The narrator never identifies himself as gay, yet he practices all of the social applications for being a homosexual (i.e., having sex only with men). Then again, being "gay" in a Thai sense does not necessarily mean the same as being a homosexual, as well as the issues with being a Kathoey and what is classified as a closet homosexual in the Western sense.

===Authenticity===

Language is a great indicator of authenticity. Dialect, regional tones, and "proper use" are all used to signify class characteristics like class, race, social status, and education. For example, when the narrator arrives in Malaysia, his family asks if he can still speak, implying that language is his connection to his culture and roots. Food is another signifier that is briefly mentioned throughout the novel.

===Nostalgia===

The lack of an 'authentic' space in each of the regions (Thailand, Malaysia) that he visits despite familial and personal ties complicates the narrator's search for identity in his homeland. The narrator's tie to each of his various ethnic backgrounds often becomes devalued by others due to language, cultural, and social barriers. The narrator attempts to search for a homeland and feels the emotion and nostalgia for a place that may or may not exist. Moreover, these feelings are complicated by his sexuality ("gay" in a Westernized sense compared to its Thai connotations), Thai sex culture, barriers of language (English, Thai, Malaysian) and Americanization. The summation of these attributes create a nostalgic feeling for an identity and homeland that is both distinctly unique yet not clearly defined. This is further complicated by the lack of any other individual, including any family members with similar identity issues. For example, his one brother, Luk, embraces a Thai identity and lives in Thailand as an architect.

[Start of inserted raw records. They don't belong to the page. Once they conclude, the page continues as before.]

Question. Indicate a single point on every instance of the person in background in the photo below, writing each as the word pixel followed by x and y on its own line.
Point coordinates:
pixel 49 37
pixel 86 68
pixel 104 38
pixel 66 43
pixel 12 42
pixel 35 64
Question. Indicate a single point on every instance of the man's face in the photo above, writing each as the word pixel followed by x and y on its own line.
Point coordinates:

== Settings and significance ==
New York - The narrator's "actual" home, where the narrator lived with this mother growing up and where he previously lived with Jim.

Malaysia - Where the narrator's father emigrated and where the narrator's paternal family still lives.

Thailand - Where the narrator's mother and father are ethnically from, as well as where his brother currently lives.

Honolulu, Hawaii - Where the narrator's father took his last residence with his current wife and eventually died.

== Close readings of selected pages/passages ==

=== King Rubber ===

The narrator who grew up in New York and speaks English, as his primary language allows a Dutch man whose English is actually poor compared to the narrator's, to completely orientalize him. Based on the narrator's physical features and fumbling for English words, the Dutch man assumes that the narrator is a Thai prostitute and invites him to his hotel room. Before partaking in sexual intercourse, the Dutch man pulls out a pair of rubber shorts and shirt. This is significant, because in Thai history, rubber trees were introduced by the British since the soil in Thailand was fertile and suitable for growing rubber. However, rubber tree plantations had devastating environmental effects due to the use of arsenic trioxide, a carcinogenic compound, as well as abstract adverse health effects.